An administrator in your organization needs to set up groups, compartments, and policies that control which users can access which services, which resources, and the type of access. For example, the policies control who can create new users, create and manage the cloud network, launch instances, create buckets, download objects, etc. For more information, see Getting Started with Policies. For specific details about writing policies for OS Management, see Setting Up Policies for OS Management and OS Management Policy Reference.

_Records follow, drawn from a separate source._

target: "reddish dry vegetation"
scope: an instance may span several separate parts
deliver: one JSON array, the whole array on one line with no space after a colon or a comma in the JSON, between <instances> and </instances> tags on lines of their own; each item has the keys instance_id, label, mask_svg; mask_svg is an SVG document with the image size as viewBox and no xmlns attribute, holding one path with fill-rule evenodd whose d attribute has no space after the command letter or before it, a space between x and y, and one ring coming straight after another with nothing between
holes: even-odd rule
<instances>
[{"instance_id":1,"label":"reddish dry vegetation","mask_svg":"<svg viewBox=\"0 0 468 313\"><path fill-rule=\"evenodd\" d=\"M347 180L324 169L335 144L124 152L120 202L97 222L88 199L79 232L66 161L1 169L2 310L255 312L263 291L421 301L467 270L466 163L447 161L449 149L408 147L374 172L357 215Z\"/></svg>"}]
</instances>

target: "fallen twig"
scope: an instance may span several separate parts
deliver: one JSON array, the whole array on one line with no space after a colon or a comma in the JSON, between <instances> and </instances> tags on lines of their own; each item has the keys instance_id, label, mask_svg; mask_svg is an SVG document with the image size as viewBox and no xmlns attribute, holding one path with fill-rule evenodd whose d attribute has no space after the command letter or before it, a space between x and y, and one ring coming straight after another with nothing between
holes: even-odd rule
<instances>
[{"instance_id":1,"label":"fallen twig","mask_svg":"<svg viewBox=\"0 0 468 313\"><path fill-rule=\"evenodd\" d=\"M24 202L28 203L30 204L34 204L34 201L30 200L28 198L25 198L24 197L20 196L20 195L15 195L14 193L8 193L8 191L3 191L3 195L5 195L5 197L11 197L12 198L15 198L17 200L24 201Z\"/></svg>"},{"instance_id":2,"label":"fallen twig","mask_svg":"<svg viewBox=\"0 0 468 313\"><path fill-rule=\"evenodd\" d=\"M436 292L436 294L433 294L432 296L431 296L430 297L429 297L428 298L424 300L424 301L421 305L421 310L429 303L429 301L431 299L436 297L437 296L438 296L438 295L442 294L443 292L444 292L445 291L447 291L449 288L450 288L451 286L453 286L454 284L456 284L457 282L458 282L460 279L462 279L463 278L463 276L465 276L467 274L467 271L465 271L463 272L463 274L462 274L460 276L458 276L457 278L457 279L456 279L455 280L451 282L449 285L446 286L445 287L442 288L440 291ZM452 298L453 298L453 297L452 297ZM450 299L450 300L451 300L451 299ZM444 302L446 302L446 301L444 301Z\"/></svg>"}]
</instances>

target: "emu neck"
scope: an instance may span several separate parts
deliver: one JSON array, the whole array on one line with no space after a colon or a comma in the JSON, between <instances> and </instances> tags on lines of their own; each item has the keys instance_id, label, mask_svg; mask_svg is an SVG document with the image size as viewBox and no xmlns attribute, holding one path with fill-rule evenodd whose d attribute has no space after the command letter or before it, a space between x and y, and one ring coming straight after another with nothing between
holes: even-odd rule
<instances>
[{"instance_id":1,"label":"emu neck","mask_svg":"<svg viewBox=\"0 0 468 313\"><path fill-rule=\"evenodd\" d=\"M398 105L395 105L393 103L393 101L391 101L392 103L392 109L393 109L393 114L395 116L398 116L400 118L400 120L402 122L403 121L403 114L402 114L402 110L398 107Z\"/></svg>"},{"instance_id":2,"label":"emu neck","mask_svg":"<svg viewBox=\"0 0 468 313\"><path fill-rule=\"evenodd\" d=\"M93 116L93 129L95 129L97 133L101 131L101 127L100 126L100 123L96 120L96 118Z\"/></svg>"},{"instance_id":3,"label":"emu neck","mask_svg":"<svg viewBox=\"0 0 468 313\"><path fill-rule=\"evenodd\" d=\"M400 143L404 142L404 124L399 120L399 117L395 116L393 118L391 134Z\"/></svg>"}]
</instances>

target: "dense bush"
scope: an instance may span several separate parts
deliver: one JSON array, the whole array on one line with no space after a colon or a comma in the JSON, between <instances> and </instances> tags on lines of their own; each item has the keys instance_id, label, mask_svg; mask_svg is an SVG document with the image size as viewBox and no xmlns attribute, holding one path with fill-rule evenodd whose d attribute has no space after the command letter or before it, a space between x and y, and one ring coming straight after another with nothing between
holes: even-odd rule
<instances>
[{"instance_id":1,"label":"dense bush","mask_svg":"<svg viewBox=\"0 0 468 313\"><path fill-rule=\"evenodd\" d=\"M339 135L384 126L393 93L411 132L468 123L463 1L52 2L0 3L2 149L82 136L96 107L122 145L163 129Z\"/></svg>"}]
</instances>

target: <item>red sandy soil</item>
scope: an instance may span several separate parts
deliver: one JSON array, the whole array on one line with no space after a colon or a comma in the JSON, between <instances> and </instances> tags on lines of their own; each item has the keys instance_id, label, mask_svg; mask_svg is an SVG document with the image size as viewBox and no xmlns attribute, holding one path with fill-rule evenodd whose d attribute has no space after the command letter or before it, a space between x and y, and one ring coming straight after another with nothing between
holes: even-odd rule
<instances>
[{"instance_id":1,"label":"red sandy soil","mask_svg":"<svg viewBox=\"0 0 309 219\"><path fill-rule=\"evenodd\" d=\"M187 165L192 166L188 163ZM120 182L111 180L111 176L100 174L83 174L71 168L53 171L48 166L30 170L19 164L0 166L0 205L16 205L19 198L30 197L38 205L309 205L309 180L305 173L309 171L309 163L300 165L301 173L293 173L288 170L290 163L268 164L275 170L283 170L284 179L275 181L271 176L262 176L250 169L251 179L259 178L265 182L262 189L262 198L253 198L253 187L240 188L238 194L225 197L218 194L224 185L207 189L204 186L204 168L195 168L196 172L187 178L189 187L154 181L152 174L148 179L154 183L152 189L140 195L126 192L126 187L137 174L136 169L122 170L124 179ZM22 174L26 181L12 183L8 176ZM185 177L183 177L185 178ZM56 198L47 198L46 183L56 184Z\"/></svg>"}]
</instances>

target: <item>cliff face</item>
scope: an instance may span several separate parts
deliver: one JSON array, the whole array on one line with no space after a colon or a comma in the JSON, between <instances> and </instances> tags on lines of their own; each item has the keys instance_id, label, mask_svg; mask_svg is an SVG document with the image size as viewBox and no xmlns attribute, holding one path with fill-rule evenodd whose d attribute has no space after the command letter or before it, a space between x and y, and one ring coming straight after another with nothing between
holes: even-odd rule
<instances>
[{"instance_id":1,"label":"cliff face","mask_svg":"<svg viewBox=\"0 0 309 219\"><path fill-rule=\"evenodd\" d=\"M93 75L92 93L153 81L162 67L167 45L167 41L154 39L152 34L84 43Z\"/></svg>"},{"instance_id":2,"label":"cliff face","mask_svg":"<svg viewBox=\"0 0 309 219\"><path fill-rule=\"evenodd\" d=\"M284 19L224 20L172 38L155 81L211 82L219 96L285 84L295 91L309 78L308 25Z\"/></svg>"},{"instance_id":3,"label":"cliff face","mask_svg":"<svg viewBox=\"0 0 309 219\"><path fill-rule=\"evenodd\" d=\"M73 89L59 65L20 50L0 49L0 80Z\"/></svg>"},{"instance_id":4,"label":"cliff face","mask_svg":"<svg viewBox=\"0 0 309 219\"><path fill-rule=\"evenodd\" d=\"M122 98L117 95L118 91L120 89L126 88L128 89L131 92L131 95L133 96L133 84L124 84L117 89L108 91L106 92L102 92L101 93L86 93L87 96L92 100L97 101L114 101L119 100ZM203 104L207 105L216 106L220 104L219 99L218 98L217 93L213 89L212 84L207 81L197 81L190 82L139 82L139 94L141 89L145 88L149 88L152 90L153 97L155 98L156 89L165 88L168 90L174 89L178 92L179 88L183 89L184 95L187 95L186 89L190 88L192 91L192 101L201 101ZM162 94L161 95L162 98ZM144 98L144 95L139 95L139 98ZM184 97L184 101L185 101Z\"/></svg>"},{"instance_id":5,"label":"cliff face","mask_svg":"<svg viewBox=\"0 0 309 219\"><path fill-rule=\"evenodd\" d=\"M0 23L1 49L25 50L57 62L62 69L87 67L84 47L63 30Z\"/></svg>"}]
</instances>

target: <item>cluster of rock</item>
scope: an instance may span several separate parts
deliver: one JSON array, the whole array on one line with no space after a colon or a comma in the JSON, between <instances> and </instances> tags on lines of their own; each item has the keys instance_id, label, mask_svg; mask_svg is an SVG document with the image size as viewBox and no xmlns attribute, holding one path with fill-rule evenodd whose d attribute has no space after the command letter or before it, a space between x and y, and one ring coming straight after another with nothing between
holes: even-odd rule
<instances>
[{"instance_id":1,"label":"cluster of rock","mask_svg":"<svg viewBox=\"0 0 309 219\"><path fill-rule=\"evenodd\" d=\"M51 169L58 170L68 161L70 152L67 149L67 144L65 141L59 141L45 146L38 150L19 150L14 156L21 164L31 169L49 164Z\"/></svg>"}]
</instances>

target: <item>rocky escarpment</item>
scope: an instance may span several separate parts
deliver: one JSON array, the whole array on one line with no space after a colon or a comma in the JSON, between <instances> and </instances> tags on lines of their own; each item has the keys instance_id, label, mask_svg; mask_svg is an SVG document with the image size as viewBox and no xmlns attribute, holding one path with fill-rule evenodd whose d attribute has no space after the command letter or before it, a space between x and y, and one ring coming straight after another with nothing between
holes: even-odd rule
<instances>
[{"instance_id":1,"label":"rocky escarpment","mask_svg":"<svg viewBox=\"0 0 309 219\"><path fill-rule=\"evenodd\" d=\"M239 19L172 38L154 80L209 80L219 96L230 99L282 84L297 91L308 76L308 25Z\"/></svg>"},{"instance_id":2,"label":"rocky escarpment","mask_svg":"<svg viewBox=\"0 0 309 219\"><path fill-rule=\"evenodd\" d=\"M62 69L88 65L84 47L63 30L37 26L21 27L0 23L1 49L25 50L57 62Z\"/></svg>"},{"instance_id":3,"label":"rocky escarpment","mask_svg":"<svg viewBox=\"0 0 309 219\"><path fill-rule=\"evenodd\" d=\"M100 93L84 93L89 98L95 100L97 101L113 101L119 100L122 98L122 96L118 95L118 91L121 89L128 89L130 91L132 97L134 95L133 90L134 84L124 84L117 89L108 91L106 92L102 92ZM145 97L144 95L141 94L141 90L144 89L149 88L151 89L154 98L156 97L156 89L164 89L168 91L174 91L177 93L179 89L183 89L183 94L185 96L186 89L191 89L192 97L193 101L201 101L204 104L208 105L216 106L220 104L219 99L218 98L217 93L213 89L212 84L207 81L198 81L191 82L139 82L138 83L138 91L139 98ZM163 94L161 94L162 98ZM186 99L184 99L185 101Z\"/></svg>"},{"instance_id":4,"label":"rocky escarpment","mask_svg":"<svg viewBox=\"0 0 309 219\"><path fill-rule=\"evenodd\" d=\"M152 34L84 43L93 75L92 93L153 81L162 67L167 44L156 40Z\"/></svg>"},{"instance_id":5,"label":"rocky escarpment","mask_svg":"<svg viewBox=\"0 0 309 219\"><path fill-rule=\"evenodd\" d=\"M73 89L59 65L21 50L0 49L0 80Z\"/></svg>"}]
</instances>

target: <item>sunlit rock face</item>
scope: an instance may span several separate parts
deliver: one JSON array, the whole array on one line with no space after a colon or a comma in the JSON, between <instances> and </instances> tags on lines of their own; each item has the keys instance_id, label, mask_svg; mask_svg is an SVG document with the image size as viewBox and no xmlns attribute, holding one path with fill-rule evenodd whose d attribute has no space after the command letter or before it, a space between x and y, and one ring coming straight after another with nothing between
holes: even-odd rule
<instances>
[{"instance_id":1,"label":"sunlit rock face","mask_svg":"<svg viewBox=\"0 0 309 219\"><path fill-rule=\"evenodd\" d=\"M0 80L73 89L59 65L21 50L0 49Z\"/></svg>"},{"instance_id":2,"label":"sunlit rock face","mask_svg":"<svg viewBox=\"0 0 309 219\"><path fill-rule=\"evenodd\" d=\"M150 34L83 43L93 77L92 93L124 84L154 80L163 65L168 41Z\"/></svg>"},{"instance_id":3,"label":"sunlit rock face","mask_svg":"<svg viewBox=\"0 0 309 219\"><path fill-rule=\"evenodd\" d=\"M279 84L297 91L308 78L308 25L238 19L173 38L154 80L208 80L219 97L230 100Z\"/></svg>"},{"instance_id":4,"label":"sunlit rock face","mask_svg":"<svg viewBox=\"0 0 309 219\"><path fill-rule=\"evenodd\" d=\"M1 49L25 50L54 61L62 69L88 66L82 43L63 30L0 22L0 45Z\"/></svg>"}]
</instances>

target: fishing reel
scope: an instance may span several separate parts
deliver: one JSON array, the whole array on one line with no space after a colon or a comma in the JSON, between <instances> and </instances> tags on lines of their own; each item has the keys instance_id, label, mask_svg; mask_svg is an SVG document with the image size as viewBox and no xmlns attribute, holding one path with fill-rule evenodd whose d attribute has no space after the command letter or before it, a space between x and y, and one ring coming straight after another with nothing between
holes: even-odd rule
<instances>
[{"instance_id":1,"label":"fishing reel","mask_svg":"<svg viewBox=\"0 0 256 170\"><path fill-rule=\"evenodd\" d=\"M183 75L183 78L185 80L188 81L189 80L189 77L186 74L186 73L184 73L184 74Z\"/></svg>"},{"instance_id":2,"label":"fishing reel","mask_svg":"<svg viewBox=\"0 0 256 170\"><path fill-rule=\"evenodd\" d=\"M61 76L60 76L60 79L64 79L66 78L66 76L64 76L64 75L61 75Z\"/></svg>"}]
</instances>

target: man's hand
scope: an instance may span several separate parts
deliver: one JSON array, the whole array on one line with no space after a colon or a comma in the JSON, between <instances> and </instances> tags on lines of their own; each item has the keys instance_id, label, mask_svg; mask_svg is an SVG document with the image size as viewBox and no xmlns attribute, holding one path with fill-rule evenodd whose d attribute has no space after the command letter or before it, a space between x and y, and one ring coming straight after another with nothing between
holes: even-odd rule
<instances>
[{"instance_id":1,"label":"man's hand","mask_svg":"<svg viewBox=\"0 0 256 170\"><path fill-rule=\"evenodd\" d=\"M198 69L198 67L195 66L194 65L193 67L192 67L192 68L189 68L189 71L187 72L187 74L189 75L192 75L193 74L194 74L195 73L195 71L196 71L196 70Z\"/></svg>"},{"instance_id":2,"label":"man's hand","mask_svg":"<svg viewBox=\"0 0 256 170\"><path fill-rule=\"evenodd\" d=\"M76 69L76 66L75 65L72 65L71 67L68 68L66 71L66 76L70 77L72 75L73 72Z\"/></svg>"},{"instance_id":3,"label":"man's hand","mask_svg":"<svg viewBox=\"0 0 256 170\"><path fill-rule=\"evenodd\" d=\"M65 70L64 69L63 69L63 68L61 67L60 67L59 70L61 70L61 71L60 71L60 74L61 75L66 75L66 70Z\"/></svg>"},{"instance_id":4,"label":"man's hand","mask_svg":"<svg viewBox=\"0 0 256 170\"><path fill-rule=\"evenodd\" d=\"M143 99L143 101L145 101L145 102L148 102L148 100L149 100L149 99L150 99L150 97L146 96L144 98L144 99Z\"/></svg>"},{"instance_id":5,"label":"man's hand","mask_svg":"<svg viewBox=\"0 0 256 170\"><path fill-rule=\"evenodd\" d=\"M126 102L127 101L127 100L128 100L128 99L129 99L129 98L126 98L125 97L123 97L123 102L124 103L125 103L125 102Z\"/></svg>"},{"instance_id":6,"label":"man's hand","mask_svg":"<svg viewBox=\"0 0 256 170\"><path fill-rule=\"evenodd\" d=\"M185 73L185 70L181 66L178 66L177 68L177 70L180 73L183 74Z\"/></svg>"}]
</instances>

If you’re a regular user (not an administrator) who needs to use the Oracle Cloud Infrastructure resources that your company owns, contact your administrator to set up a user ID for you. The administrator can confirm which compartment or compartments you should be using.
Creating Automation with Events
You can create automation based on state changes for your Oracle Cloud Infrastructure resources by using event types, rules, and actions. For more information, see Overview of Events. For reference information about OS Management events, see OS Management Events.
OS Management resources that emit events:
Managed instance groups
Ways to Access Oracle Cloud Infrastructure
You can access Oracle Cloud Infrastructure using the Console (a browser-based interface) or the REST API. Instructions for the Console and API are included in topics throughout this guide. For a list of available SDKs, see Software Development Kits and Command Line Interface.
To access the Console, you must use a supported browser. You can use the Console link at the top of this page to go to the sign-in page. You will be prompted to enter your cloud tenant, your user name, and your password.
For general information about using the API, see REST APIs.